In fact, before AlphaBay, a large online black market, was shut down, most of its users were transacting with Monero. Even the mainstream media has caught on to the ellicit activities that Monero is being used for. The WIRED maganzine published an article titled "Monero, the Drug Dealer's Cryptocurrency of Choice, Is on Fire" and Bloomberg came out with its own Monero article titled "The Criminal Underworld Is Dropping Bitcoin for Another Currency".
Monero's Privacy Protections Aren't As Strong As They Seem
The WIRED magazine released an article earlier this year on weaknesses with Monero's privacy. Essentially, a team of researchers from various universities released a paper that pointed out flaws in Monero's transaction mixing algorithm which breaks its untraceability property.
The researchers point out two distinct cracks in Monero's untraceability that allow them to figure out the true UTXO from fake UTXOs in transaction mixing. The first crack, which relates to the continued use of old and verifiably spent UTXOs as decoys, has been ameliorated with a patch in 2017. The second flaw, which involves the fact that the real UTXO is very likely the most recent UTXO that has moved prior to the transaction, is still outstanding.
In response to these problems, fluffypoiny stated that Monero's developers are aware of these problems and have made periodic and ongoing improvements to Monero. According to him, "privacy isn't a thing you achieve, it's a constant cat-and-mouse battle".

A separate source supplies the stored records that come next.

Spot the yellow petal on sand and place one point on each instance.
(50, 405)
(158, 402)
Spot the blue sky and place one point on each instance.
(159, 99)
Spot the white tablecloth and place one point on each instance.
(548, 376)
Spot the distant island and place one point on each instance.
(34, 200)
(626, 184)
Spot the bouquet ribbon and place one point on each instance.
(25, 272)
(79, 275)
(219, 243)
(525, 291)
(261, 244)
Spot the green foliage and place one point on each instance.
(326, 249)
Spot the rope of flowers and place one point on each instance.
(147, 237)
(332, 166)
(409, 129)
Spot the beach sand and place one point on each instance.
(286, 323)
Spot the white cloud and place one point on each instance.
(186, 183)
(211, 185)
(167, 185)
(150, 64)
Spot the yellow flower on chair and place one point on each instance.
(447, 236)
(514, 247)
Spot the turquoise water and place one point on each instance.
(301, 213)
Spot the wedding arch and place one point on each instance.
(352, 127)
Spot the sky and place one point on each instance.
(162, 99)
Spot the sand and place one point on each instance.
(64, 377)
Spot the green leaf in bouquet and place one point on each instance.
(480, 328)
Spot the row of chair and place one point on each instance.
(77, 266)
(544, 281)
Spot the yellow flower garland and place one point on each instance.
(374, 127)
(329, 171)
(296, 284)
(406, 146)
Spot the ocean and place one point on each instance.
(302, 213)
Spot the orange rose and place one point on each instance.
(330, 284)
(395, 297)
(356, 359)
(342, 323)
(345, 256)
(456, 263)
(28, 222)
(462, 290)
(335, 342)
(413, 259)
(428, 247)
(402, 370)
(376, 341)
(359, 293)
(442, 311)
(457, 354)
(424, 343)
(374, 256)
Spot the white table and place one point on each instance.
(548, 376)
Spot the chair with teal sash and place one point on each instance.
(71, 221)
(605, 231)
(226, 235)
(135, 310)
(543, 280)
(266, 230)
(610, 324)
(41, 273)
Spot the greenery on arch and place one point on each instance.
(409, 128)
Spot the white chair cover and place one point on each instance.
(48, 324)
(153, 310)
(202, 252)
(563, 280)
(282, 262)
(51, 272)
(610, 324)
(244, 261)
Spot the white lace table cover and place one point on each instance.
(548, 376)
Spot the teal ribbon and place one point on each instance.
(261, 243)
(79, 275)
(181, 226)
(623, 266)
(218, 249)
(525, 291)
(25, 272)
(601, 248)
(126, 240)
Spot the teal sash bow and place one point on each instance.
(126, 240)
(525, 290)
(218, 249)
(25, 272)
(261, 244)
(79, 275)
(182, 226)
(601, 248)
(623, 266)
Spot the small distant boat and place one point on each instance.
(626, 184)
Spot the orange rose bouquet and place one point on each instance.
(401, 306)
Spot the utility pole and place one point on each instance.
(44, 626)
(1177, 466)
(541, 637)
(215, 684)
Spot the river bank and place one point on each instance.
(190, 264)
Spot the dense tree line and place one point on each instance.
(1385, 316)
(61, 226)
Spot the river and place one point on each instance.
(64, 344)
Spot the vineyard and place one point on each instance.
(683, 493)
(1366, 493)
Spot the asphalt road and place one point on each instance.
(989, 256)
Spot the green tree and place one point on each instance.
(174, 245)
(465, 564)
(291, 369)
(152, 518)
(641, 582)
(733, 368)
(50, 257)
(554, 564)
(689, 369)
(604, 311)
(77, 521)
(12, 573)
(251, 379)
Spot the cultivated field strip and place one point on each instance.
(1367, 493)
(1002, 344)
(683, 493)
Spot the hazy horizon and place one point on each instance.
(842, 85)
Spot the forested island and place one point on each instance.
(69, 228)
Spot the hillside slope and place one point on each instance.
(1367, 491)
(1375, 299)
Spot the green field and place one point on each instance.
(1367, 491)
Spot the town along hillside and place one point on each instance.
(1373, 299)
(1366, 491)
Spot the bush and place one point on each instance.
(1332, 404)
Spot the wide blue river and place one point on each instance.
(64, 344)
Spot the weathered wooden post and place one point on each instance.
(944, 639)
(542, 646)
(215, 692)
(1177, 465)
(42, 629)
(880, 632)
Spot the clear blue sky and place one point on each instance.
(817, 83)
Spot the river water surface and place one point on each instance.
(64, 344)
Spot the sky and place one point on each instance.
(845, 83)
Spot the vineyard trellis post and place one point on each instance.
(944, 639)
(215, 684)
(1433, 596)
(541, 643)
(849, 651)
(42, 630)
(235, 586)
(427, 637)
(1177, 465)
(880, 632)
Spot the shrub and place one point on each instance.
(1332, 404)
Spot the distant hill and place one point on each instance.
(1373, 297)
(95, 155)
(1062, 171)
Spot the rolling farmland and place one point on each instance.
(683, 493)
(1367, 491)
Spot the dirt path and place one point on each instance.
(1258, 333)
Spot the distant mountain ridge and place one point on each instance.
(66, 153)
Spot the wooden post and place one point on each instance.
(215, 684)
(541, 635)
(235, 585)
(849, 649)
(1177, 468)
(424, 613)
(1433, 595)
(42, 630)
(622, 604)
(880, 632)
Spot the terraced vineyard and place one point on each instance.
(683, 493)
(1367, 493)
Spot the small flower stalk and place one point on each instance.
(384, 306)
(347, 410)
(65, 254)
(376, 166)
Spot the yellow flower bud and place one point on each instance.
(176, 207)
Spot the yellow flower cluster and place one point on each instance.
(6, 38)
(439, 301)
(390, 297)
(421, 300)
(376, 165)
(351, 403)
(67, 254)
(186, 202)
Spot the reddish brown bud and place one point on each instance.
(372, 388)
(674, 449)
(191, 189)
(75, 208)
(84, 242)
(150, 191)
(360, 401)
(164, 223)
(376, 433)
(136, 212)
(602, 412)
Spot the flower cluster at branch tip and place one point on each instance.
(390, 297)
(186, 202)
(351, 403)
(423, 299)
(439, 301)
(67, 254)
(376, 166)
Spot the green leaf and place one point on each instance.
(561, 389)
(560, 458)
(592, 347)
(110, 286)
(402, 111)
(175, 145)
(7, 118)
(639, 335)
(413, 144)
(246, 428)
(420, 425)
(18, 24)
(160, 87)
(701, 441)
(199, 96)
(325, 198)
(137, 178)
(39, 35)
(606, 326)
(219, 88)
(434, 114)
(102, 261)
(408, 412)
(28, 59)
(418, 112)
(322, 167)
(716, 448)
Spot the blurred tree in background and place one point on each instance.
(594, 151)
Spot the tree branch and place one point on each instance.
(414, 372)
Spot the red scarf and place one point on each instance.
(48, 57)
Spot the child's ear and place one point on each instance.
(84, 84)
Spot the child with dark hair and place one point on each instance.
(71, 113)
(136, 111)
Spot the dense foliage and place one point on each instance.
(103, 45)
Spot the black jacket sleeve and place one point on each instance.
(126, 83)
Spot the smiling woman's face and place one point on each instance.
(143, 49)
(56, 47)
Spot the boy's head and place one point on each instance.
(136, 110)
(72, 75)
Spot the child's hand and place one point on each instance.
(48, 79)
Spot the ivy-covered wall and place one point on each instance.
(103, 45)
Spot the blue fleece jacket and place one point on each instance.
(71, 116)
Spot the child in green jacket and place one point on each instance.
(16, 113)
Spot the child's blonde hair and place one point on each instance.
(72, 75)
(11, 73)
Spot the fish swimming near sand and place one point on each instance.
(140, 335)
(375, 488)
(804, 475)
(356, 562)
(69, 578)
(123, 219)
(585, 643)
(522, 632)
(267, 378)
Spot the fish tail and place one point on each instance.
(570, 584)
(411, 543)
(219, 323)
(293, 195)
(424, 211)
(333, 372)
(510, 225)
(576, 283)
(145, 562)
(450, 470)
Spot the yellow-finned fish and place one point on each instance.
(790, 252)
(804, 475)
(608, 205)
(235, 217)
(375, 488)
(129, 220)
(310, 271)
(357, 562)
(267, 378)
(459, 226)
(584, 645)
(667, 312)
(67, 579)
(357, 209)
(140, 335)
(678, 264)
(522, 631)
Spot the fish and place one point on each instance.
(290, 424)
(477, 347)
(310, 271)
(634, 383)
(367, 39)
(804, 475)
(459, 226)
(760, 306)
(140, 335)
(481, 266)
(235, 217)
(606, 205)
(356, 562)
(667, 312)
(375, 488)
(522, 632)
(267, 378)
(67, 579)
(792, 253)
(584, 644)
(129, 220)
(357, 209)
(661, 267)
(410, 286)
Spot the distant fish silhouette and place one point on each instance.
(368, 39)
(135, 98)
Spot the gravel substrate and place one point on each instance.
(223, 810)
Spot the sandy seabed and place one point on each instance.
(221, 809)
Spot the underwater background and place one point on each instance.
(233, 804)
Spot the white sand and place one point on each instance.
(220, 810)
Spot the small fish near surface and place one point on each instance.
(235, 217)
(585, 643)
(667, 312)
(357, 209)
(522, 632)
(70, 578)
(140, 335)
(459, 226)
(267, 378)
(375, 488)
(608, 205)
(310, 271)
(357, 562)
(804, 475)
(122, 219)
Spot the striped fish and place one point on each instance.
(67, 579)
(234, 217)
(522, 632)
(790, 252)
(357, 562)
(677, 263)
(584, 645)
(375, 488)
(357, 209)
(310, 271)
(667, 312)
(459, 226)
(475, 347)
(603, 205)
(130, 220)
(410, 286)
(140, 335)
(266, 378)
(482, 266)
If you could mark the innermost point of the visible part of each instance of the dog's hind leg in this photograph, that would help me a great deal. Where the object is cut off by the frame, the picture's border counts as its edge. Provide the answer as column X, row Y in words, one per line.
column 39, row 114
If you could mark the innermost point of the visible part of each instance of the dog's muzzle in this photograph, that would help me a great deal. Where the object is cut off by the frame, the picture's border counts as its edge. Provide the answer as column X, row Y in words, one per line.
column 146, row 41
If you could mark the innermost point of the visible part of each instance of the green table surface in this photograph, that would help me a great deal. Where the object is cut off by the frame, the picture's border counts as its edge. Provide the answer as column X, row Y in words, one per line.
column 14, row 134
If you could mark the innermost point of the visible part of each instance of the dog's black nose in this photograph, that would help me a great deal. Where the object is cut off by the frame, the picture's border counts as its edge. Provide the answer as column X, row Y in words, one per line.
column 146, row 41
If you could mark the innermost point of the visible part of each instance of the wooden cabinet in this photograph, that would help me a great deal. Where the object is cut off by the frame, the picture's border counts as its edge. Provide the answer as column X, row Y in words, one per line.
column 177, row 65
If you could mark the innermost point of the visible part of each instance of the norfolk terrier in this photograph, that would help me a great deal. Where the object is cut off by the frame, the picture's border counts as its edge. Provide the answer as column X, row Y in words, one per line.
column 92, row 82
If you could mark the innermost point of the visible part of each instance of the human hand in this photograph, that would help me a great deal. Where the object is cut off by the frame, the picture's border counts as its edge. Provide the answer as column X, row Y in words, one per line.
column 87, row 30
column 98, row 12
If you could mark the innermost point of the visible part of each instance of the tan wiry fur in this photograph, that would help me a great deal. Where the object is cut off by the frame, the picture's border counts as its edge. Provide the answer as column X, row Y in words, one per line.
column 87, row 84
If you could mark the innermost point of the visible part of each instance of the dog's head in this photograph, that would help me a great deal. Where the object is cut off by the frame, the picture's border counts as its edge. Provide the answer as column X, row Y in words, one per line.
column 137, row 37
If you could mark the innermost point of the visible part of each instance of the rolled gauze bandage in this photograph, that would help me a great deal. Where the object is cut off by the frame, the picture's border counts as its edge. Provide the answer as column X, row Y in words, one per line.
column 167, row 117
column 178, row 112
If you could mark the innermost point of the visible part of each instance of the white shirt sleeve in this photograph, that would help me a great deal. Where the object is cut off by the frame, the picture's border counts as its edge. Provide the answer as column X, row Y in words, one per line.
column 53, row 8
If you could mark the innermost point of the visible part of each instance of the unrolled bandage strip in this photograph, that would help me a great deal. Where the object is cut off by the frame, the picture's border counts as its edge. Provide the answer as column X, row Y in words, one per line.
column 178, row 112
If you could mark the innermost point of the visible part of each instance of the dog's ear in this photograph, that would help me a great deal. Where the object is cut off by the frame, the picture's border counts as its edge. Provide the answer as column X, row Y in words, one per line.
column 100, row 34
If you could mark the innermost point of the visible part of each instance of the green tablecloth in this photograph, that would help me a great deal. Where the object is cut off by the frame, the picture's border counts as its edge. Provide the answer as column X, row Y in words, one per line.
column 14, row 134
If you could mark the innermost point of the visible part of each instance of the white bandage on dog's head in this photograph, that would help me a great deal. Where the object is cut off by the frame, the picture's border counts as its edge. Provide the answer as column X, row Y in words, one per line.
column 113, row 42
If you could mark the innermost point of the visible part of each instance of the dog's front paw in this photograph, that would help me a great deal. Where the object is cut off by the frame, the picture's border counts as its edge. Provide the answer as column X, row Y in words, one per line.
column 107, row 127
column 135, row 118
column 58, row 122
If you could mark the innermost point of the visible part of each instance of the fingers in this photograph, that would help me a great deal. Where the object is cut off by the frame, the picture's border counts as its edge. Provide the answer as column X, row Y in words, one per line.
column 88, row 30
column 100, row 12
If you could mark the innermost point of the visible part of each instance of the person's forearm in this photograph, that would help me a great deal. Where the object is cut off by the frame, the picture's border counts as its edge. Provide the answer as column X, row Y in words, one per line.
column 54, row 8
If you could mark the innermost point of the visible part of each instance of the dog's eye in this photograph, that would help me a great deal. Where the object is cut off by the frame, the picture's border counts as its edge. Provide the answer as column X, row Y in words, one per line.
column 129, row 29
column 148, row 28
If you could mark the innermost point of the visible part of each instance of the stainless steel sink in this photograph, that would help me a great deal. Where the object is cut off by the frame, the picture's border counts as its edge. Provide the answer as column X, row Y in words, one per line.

Monero could have a UTXO scaling problem
Like Bitcoin, Monero uses a UTXO transaction model. This means that the blockchain manages balances through a concept known as an Unspent Transaction Output (UTXO). A wallet's balance consists a series of UTXOs. Each UTXO is an amount of BTC (or XMR) that can be used to send to another user. Every time one user sends BTC to another user, a portion of the sender's UTXOs are spent and a new UTXO is created and sent to the receiver. With Bitcoin, spent UTXOs are can be considered gone and removed from the active global UTXO set.
Because Monero uses ring signatures, it is not possible to determine whether a UTXO is spent or not. As such, all UTXOs that have ever existed, regardless if any has been spent or not, needs to be in the active global UTXO set. This is a very large and constantly growing dataset that every mining node needs to keep track of and can impede the scalability of the network if it grows too fast.
Privacy is valuable and Monero introduces privacy to cryptocurrencies without sacrificing decentralization. It uses innovative technology to ensure that transactions are unlinkable, untraceable, and the amounts sent are concealed. The project has strong organic support. It's led by a team of core developers that are supported by a large organic group of developers and researchers.
The main concerns with Monero are: a high risk of a regulatory crackdown due to its privacy, weaknesses with its protocol that can expose private transactions, and a scalability problem that results from an inability to discard spent UTXOs from the active global UTXO set which is necessary for the protocol to work.
Despite these risks, Monero is a strong cryptocurrency. Privacy is highly sought after given the recent string of hacks and data abuses by large companies. Monero elegantly integrates privacy into its protocol and although its not perfect, Monero's developers are actively improving it. The only wild card we’ve identified for Monero is government regulation.